夜七時を過ぎた営業部に、課長の笑い声だけがやけに響いた。「木下、お前のパソコン、間違えて初期化しちゃったわ」。その瞬間、私は怒りよりも先に、背筋が凍る感覚を覚えた。このパソコンは、社長から直接預かったものだった。翌朝、課長は私を嘘つき呼ばわりし、自分が作った嘘を全部署に触れ回っていた。でも、私には一つだけ、誰も知らない秘密があった。社長のパソコンを初期化した時刻と、私が本当に帰社した時刻。そ…

夜七時を過ぎた営業部に、課長の笑い声だけがやけに響いた。「木下、お前のパソコン、間違えて初期化しちゃったわ」。その瞬間、私は怒りよりも先に、背筋が凍る感覚を覚えた。このパソコンは、社長から直接預かったものだった。翌朝、課長は私を嘘つき呼ばわりし、自分が作った嘘を全部署に触れ回っていた。でも、私には一つだけ、誰も知らない秘密があった。社長のパソコンを初期化した時刻と、私が本当に帰社した時刻。そ...

俺が会社に戻ったのは夜の七時を過ぎてからだった。外回りのあと、疲れた体を引きずって営業部の扉を開けると、そこにいたのは大西課長だけだった。

「ただいま戻りました」

一言だけ挨拶をして、俺は自分のデスクに向かった。最近はもう、大西課長に話しかけるのをやめていた。何を言っても嫌味で返されるだけだと分かっていたからだ。

ところが、俺がノートパソコンを開こうとしたその時、大西課長が声をかけてきた。

「木下。お前のパソコン、間違えて初期化しちゃったわ」

大西課長は愉快そうに笑っていた。俺は怒りよりも先に困惑が来て、慌ててパソコンを確認した。画面は真っ白で、中に入っていたデータはすべて消えていた。

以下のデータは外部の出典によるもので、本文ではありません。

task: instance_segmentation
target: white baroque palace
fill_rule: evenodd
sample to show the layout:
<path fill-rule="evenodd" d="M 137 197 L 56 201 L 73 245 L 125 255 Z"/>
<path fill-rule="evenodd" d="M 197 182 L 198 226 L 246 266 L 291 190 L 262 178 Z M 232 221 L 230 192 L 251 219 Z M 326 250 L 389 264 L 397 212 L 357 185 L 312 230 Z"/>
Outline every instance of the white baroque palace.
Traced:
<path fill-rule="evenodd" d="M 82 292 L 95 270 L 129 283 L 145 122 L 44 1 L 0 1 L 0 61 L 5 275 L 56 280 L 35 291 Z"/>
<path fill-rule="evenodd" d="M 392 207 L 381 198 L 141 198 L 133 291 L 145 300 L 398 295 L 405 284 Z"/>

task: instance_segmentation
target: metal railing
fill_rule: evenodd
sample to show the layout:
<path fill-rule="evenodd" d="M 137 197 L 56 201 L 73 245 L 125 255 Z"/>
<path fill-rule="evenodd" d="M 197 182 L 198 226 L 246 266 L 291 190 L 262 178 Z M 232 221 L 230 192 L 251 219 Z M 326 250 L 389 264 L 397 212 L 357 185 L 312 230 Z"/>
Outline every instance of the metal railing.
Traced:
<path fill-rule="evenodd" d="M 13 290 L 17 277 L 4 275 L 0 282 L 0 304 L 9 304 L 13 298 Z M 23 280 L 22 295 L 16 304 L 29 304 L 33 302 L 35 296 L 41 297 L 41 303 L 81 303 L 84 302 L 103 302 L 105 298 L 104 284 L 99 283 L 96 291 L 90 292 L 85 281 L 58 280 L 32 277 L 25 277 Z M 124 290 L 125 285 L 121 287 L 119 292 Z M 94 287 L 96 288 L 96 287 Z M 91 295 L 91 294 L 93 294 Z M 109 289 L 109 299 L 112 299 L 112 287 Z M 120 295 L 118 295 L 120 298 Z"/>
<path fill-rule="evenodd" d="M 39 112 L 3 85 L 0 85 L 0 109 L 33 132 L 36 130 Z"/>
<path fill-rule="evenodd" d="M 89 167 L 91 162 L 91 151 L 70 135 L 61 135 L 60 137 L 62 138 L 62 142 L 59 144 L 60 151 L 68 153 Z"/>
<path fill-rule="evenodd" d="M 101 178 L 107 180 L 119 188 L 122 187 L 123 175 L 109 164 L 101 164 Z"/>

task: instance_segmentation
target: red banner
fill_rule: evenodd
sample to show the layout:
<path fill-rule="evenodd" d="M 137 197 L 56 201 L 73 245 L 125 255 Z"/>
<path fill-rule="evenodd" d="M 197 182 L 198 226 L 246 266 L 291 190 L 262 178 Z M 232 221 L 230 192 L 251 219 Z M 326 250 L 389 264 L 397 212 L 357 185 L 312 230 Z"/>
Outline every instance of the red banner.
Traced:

「どういうことですか。このパソコンには大切なデータも入っているんですよ」

「お前のせいだぞ。お前が新しいパソコンを買うと言ってやたら自慢するから、最新のパソコンはどんなものかと気になって触ってしまったんだ」

俺は思わず声を荒げた。

「人のパソコンを勝手に触っておいて、しかも初期化するなんて、ただじゃ済まされませんよ」

「ふん。どうせお前のパソコンなんて、くだらないデータしか入っていないだろう。大騒ぎするなよ」

あくまで俺を馬鹿にし続ける大西課長に、俺は眉を寄せて告げた。

「くだらないデータかどうかは、このパソコンの持ち主に聞いてみないと分かりませんね」

「なんだ?どういう意味だ?これはお前のパソコンじゃないのか?」

「違いますよ」

俺がこのパソコンの持ち主を教えると、大西課長は真っ青になり、俺の前にひれ伏した。

俺の名前は木下弘樹。大学を卒業して、現在はとある医療機器メーカーの営業部で働いている。

大西課長は俺の直属の上司だが、いつも人の見ていないところで嫌がらせをしてくるたちが悪い奴だった。ある朝、エレベーターで一緒になり、挨拶をしただけでいきなり悪態をつかれたこともある。

「なんだお前か。へらへらと愛想を振りまきやがって、気持ち悪いんだよ」

「西課長、おはようございます」

エレベーターには俺と大西課長しかいない。だから大西課長はここぞとばかりに俺に暴言を吐き続けた。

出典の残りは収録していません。